After the successfully locating all fifteen clues, or finding a sufficient amount of information, participants may accuse whom they believe started the fire. However, the website creates a historical curveball. Instead of providing a definite answer to the accusation report, the project furnishes several possible scenarios, allowing the audience to use their own analysis and historical thinking skills to make their own argument. By compelling the audience to create their own case, the project easily diverts from a purely entertainment site to educational tool.

For those uninterested in spending a considerate amount of time analyzing clues and touring a digital museum, the next option would be the archive. Divided into two sections, researchers can either perform a detailed search or browse specific exhibits in a database of over three hundred images and text. The archive includes images and texts from Barnum's own museum to 19th century social, cultural, and political topics, such as the Civil War, propriety, and science. To help the ease of navigation, the majority of the primary resources list specifically what exhibit, museum room, and document category the source classifies under. It also lists where the actual source can be located. Although not all the sources are displayed in the virtual museum, the project includes resources pertinent to the project while exemplifying how far digital history has come. The full digitalization of Barnum's 1850 American Museum Illustrated Guide Book gives researchers the opportunity to employ a primary document that gives a descriptive layout of the original museum and its contents.

As a pedagogical tool, the site still provides educators and their students a wealth of information.
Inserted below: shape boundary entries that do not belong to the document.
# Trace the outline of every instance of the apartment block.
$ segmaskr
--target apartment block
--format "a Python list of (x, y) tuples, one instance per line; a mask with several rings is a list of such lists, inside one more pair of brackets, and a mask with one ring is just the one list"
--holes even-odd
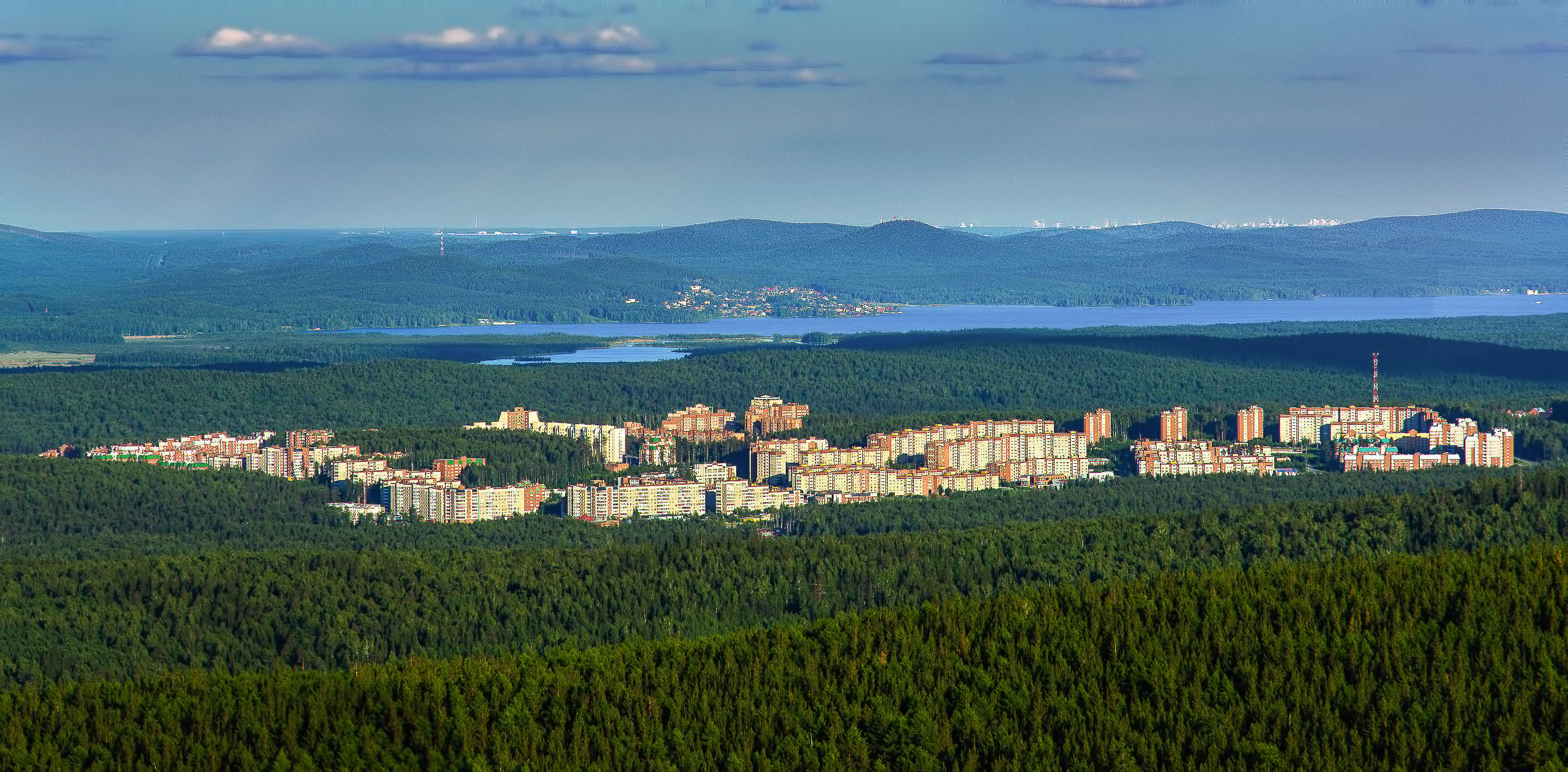
[[(1403, 434), (1406, 431), (1422, 431), (1425, 424), (1436, 418), (1428, 407), (1292, 407), (1279, 417), (1279, 442), (1283, 443), (1316, 443), (1323, 442), (1323, 426), (1330, 423), (1375, 421), (1374, 434)], [(1344, 434), (1344, 429), (1339, 429)]]
[(713, 510), (731, 514), (737, 509), (762, 512), (768, 509), (798, 507), (806, 503), (800, 490), (753, 485), (743, 479), (724, 479), (713, 485)]
[(621, 464), (621, 457), (626, 456), (626, 427), (622, 426), (541, 421), (538, 410), (522, 407), (505, 410), (494, 421), (470, 423), (464, 429), (510, 429), (586, 440), (594, 449), (594, 456), (604, 464)]
[(677, 437), (707, 437), (724, 432), (735, 421), (735, 413), (718, 410), (706, 404), (695, 404), (685, 410), (676, 410), (659, 424), (662, 432)]
[(822, 437), (789, 440), (757, 440), (751, 443), (751, 481), (781, 481), (790, 464), (800, 462), (800, 454), (828, 448)]
[(1466, 467), (1513, 467), (1513, 432), (1493, 429), (1491, 434), (1465, 437)]
[(1353, 448), (1339, 454), (1339, 468), (1344, 471), (1406, 471), (1457, 464), (1461, 464), (1458, 453), (1399, 453), (1388, 445)]
[(676, 462), (676, 438), (662, 434), (643, 438), (643, 449), (638, 451), (638, 464), (648, 467), (668, 467)]
[(1083, 435), (1090, 445), (1110, 437), (1110, 410), (1101, 407), (1093, 413), (1083, 413)]
[(452, 482), (463, 476), (466, 467), (483, 467), (485, 459), (470, 459), (467, 456), (459, 456), (456, 459), (436, 459), (430, 464), (431, 470), (441, 476), (442, 481)]
[(1085, 456), (999, 462), (986, 467), (986, 471), (1007, 481), (1021, 481), (1033, 476), (1085, 479), (1090, 474), (1093, 474), (1093, 471), (1090, 470), (1090, 460)]
[(1010, 434), (1052, 434), (1057, 431), (1055, 421), (1047, 420), (1002, 420), (1002, 421), (971, 421), (955, 424), (925, 426), (920, 429), (903, 429), (891, 434), (873, 434), (866, 438), (867, 448), (886, 448), (895, 460), (924, 456), (925, 446), (933, 442), (972, 440), (980, 437), (1005, 437)]
[(1152, 442), (1132, 445), (1138, 474), (1273, 474), (1273, 448), (1254, 445), (1215, 446), (1209, 440)]
[(289, 448), (309, 448), (312, 445), (331, 445), (332, 432), (328, 429), (295, 429), (284, 435)]
[(787, 432), (800, 429), (808, 413), (811, 413), (811, 406), (786, 402), (776, 396), (764, 395), (751, 399), (742, 429), (756, 437), (771, 432)]
[(1243, 407), (1236, 412), (1236, 442), (1259, 440), (1264, 435), (1264, 409)]
[(707, 510), (701, 482), (666, 478), (621, 478), (566, 487), (566, 517), (590, 523), (613, 523), (632, 515), (690, 517)]
[(1176, 442), (1187, 438), (1187, 409), (1171, 407), (1160, 413), (1160, 440)]
[(381, 503), (392, 515), (412, 512), (431, 523), (477, 523), (538, 512), (544, 485), (521, 484), (491, 489), (464, 489), (456, 482), (389, 482)]
[(691, 478), (704, 485), (713, 485), (720, 481), (735, 479), (735, 467), (729, 464), (693, 464)]
[(1002, 484), (989, 471), (891, 470), (886, 467), (790, 467), (790, 487), (801, 493), (840, 492), (870, 496), (924, 496), (953, 490), (986, 490)]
The "Classroom" section of the site not only supplies activities for educators to utilize in their teaching plans, but also includes essays, references and a map for further enrichment. Although there are only ten activities, each activity incorporates a prevalent nineteenth century theme from the website, giving enough variety for a class. The only failure of the classroom section is the "Bird's-Eye View of Lower Manhattan" map. Although brilliantly designed, the map is fairly lacking. The objective of the map is to craft a bird's-eye view of the cultural and economic institutions of 19th Century New York City. Unlike the museum, the map has a limited selection of buildings and contributes no additional primary resources to support it. The text is directly imposed onto the image making it difficult to read. Despite this minor blemish, the classroom still impresses with its selection.
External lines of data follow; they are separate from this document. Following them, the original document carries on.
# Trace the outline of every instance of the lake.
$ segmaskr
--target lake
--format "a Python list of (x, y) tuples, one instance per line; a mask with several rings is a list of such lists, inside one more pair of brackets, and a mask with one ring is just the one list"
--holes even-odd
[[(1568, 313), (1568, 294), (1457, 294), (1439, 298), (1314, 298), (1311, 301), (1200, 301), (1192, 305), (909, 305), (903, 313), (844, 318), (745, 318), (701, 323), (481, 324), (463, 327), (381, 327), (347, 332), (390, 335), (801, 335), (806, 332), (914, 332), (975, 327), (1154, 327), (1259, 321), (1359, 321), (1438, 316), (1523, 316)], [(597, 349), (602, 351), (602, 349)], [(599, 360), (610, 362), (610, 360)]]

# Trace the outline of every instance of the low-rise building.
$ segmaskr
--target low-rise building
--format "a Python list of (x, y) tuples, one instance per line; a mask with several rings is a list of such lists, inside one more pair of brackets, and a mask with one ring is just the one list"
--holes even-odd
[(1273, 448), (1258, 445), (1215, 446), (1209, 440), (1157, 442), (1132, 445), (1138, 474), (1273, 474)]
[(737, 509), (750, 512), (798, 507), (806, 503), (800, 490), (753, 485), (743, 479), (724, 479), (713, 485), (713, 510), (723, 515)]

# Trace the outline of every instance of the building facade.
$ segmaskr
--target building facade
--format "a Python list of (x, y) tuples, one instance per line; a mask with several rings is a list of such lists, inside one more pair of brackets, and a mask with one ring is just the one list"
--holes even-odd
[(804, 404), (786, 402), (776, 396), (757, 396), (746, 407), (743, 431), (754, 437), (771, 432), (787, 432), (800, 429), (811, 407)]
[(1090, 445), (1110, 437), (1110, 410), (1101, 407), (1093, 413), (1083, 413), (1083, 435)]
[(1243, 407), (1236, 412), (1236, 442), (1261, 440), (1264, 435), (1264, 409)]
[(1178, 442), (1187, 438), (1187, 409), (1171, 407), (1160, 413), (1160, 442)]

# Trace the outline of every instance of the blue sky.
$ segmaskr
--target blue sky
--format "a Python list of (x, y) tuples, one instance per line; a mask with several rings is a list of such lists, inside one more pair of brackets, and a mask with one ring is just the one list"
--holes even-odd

Altogether, there are only few critiques for this exemplary website. Conceived in 1996, the project reached its completion in 2004. However, the site appears to be now only maintained, not continuously updated. The last referenced year on the project is 2009. This is confirmed through the site's survey. Visitors participated in a survey of the site, but the survey is now inactive. Another critique may that the project does not give an in-depth analysis or argument. Others may complain that the high level of interactivity does not constitute it as a scholarly website. However, the project established a digital history site that offers everyone something, creating historical branches that extend to all parts of society.
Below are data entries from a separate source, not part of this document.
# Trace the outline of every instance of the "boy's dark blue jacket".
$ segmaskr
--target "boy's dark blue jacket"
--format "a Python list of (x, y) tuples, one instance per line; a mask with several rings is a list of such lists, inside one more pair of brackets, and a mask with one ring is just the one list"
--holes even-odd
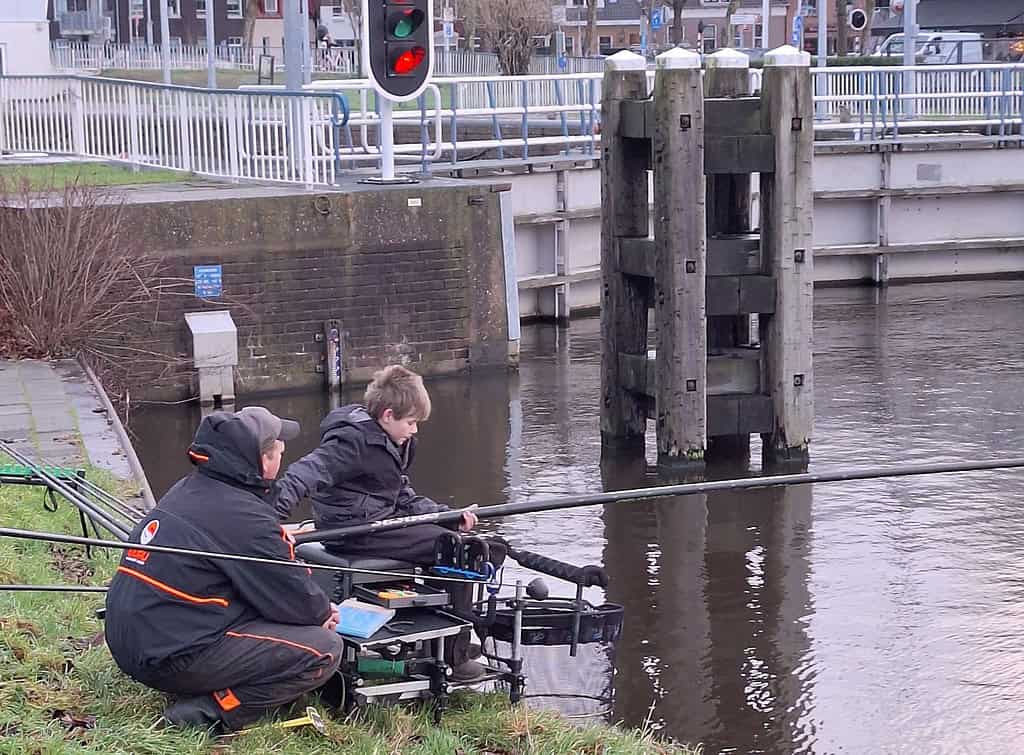
[[(294, 559), (266, 500), (258, 441), (242, 421), (209, 415), (188, 454), (197, 470), (167, 492), (131, 542)], [(106, 593), (106, 643), (123, 671), (144, 674), (243, 622), (312, 626), (330, 611), (307, 569), (128, 550)]]
[(286, 518), (309, 495), (319, 530), (446, 511), (410, 486), (415, 452), (415, 437), (399, 448), (362, 407), (335, 409), (321, 422), (319, 447), (274, 484), (273, 506)]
Combined as an archive, exhibit, and a pedagogical tool, The Lost Museum project is an exemplary digital history site. Although it offers historical fun and excitement for the general public, its database of resources and educational tools presents fantastic opportunities for researchers, students, and educators. P.T. Barnum was magnificent showman who rarely disappointed his customers. With The Lost Museum project, his world once again does not fail to disappoint.